XXIII

ENTRE NUECES Y VINO[74]

Moore, el más estimado de los bardos, escribió:

Oh, nada hay tan dulce en la vida

Como el sueño de un amor de juventud[75].

Aunque lo cierto es que realizó esta afirmación cuando era un joven imberbe, antes de haber aprendido el valor de una buena digestión. Para un joven inexperto y apasionado, el sueño de un amor de juventud es, sin lugar a dudas, fascinante, pues los amantes carecen por lo general de un gran apetito. Pero para un hombre ya experimentado, que se ha bebido a fondo el vino de la vida, no hay nada ni la mitad de placentero en el conjunto de su existencia que una buena cena. «Un corazón fuerte y una buena digestión harán feliz a cualquier hombre». Así lo afirmó Talleyrand[76], un cínico, si lo prefieren, pero un hombre que conocía el talante de su tiempo y generación. Ovidio escribió sobre el arte del amor; Brillat-Savarin[77], sobre el arte de la comida. Además, se lo garantizo, el tratado gastronómico de este brillante francés ha sido mucho más leído que las apasionadas canciones del poeta romano. ¿Quién no aprecia cómo el momento más placentero del día aquel en el que, sentado ante una mesa artísticamente dispuesta, con viandas delicadamente cocinadas, buenos vinos, y agradable compañía, todas las preocupaciones e inquietudes del día dan paso a la deliciosa sensación del más absoluto placer? Cenar en compañía de ingleses es, por lo general, un asunto bastante deprimente, y existe una melancolía con respecto al hecho en sí que se traslada a los propios invitados, quienes comen y beben con una persistencia solemne, como si estuviesen ocupados en llevar a cabo algún tipo de ritual sagrado. Pero existen hombres, unos pocos elegidos, que poseen la rara facultad de ofrecer buenas cenas, tanto en el sentido social como el culinario.

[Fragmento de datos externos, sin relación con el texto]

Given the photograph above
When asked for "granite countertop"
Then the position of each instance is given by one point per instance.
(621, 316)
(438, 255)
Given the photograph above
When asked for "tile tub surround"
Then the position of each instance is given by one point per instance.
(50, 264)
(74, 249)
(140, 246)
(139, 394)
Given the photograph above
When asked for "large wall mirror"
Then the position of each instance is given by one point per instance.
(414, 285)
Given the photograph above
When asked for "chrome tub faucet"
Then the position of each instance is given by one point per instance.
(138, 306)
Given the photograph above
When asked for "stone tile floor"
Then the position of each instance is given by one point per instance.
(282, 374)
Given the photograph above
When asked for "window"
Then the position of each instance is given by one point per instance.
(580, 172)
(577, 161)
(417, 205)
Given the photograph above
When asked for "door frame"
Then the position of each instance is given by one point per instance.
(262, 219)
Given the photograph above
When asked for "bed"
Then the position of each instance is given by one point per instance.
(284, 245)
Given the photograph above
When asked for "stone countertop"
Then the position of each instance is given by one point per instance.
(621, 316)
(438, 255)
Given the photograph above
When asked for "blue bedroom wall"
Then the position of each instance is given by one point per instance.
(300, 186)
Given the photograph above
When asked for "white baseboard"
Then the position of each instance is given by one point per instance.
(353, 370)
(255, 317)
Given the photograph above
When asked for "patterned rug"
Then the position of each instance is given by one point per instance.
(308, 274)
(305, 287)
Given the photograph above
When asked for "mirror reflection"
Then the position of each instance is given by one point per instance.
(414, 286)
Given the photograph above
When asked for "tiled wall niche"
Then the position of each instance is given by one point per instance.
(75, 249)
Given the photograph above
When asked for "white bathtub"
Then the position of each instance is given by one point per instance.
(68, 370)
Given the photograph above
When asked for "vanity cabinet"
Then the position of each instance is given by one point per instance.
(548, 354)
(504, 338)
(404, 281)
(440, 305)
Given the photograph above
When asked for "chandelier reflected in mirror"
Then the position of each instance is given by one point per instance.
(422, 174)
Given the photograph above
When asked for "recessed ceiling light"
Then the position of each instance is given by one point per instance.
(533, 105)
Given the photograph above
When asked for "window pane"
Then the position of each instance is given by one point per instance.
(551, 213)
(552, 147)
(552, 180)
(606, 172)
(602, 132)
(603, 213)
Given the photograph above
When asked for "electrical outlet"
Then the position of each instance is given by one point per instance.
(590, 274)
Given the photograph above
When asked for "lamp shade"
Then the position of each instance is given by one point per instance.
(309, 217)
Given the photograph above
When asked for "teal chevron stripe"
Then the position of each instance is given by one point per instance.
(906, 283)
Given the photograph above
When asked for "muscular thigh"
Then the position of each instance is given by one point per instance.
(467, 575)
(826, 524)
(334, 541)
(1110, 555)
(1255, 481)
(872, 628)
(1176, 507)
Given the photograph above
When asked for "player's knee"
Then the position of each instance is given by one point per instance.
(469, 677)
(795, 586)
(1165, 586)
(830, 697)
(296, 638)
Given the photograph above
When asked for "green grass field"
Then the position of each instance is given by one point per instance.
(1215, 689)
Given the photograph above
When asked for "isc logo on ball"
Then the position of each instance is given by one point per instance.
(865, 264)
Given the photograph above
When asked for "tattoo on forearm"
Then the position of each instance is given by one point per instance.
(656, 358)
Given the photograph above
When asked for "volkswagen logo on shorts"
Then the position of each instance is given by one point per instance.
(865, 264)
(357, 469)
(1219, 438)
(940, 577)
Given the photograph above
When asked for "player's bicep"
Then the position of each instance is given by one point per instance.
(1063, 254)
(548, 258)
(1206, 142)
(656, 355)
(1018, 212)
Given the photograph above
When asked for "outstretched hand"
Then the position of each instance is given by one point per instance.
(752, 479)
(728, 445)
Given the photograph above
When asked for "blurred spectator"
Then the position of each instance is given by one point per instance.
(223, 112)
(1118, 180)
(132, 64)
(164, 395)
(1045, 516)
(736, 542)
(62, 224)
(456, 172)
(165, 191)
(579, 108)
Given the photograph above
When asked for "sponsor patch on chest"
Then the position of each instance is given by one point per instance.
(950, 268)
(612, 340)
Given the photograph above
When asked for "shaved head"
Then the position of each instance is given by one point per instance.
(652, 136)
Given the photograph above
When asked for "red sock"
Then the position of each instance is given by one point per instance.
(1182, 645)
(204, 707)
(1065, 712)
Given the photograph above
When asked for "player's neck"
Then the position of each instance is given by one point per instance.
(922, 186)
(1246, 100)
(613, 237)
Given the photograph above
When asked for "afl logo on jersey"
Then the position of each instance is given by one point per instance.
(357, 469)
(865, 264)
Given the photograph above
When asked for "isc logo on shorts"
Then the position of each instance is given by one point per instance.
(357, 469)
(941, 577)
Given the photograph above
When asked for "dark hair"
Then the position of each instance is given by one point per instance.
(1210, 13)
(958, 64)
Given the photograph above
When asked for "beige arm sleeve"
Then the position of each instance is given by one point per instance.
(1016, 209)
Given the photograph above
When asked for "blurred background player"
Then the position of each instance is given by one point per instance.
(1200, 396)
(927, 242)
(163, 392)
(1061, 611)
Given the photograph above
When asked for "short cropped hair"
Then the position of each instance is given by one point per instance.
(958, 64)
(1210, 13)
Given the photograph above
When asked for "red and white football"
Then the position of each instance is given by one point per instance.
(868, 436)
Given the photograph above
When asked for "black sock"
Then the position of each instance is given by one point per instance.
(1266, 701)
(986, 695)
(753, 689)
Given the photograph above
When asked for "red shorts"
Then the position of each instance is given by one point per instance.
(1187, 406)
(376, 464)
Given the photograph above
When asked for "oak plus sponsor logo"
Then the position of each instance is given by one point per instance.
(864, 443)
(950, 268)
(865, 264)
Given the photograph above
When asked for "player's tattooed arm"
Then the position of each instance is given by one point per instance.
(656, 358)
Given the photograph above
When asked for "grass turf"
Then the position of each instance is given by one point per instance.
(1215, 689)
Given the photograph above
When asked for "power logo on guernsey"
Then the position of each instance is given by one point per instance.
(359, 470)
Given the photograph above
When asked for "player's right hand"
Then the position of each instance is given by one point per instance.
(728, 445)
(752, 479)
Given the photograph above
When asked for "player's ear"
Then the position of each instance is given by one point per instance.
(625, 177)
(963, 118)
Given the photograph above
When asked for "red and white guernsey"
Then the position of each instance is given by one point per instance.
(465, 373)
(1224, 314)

Mark Frettlby era uno de estos excepcionales individuos; poseía un talento innato para organizar reuniones en grata compañía; personas que, por así decirlo, encajaban unas con otras. Tenía a su servicio a un excelente cocinero, y la calidad de sus vinos era intachable. Fue por todo esto que Brian, a pesar de sus muchas inquietudes, se alegró de haber aceptado la invitación. El resplandor brillante de la plata, las relucientes copas y el perfume de las flores, todo reunido bajo el tenue brillo rojizo que emanaba de una lámpara de pantalla rosada que colgaba del techo, proporcionaban sensaciones inequívocamente placenteras.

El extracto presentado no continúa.